In the previous article, we got acquainted with Unicode and methods of processing input Unicode strings, different ways of processing and converting them into a readable form – string objects in Python.
Let’s look at ways of converting to other types of output data and applying different encodings to them.
Problem Formulation
Suppose we need to send data in the form of characters represented as integers int.
Function ord.
The built-in function ord() takes a Unicode string character as an argument and returns an int, the value of the Unicode code point.

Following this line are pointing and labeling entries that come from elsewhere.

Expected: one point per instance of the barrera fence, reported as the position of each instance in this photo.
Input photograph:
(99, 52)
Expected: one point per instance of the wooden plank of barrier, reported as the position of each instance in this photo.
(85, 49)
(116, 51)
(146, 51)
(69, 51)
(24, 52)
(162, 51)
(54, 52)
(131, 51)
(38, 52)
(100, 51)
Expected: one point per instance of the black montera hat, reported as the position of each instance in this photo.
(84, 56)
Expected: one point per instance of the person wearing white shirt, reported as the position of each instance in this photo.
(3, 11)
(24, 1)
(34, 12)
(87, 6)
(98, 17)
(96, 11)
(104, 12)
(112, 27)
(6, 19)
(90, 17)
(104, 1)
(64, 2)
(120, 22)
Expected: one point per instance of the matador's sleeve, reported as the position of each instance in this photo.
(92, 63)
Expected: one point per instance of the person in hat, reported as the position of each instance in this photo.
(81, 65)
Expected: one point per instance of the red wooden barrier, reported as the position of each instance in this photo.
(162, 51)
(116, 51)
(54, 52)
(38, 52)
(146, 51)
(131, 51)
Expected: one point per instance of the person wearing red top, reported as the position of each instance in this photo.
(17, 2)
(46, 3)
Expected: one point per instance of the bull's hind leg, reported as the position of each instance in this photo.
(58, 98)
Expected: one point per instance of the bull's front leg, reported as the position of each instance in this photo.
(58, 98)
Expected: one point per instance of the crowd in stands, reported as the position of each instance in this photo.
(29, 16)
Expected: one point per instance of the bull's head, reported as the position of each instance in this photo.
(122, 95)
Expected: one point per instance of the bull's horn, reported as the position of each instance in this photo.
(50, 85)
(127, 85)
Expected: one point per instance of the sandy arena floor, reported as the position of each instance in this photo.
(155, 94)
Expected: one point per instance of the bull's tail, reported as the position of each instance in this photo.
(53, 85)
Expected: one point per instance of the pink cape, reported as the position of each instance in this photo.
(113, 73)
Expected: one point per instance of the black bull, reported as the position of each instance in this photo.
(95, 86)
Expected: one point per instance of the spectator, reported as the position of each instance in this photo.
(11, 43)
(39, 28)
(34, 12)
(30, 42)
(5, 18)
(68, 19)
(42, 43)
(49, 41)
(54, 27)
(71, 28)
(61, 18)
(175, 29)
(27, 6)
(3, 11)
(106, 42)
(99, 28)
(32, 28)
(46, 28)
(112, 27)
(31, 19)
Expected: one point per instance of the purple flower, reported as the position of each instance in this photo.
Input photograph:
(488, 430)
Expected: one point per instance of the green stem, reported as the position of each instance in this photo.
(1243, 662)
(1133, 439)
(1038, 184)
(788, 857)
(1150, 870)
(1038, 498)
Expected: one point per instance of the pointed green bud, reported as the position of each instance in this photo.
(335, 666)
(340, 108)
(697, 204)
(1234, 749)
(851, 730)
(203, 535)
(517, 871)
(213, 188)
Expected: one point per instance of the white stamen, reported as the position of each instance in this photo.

A = '\u0048' >>>print(ord(A)) # 72
If the argument consists of two or more characters, a TypeError will appear:
B = '\u0048u0065u006Cu006Cu006F' >>>print(ord(B)) # TypeError: ord() expected a character, but string of length 5 found
To avoid this, let’s use a list generator in combination with the map function, the first argument of which is an int function, and the second is an iterable composite object – in our case, a list:
>>>print(list(map(int, [ord(i) for i in B]))) # [72, 101, 108, 108, 111]
Checking the data type:
>>>B_list = list(map(int, [ord(i) for i in B])) >>>print(type(B_list{0])) # <class 'int'>
You can use a for loop and immediately check the data type of each character:
>>>for i in B: print(ord(i), type(ord(i)), end=' ') # 72 <class 'int'> # 101 <class 'int'> # 108 <class 'int'> # 108 <class 'int'> # 111 <class 'int'>
Python Convert Unicode to Float
Similar to the task described above, it is sometimes necessary to convert a Unicode string to float numbers.
Function ord.
Using ord(), but already wrapping it with a float function, we will get the desired result, provided that the length of the Unicode string does not exceed one character:
A = '\u0048' >>>print(float(ord(A))) # 72.0
If the argument consists of two or more characters, a TypeError will be thrown, but we already know how to avoid it – we will use the list method:
>>>print(list(map(float, [ord(i) for i in B]))) # [72.0, 101.0, 108.0, 108.0, 111.0]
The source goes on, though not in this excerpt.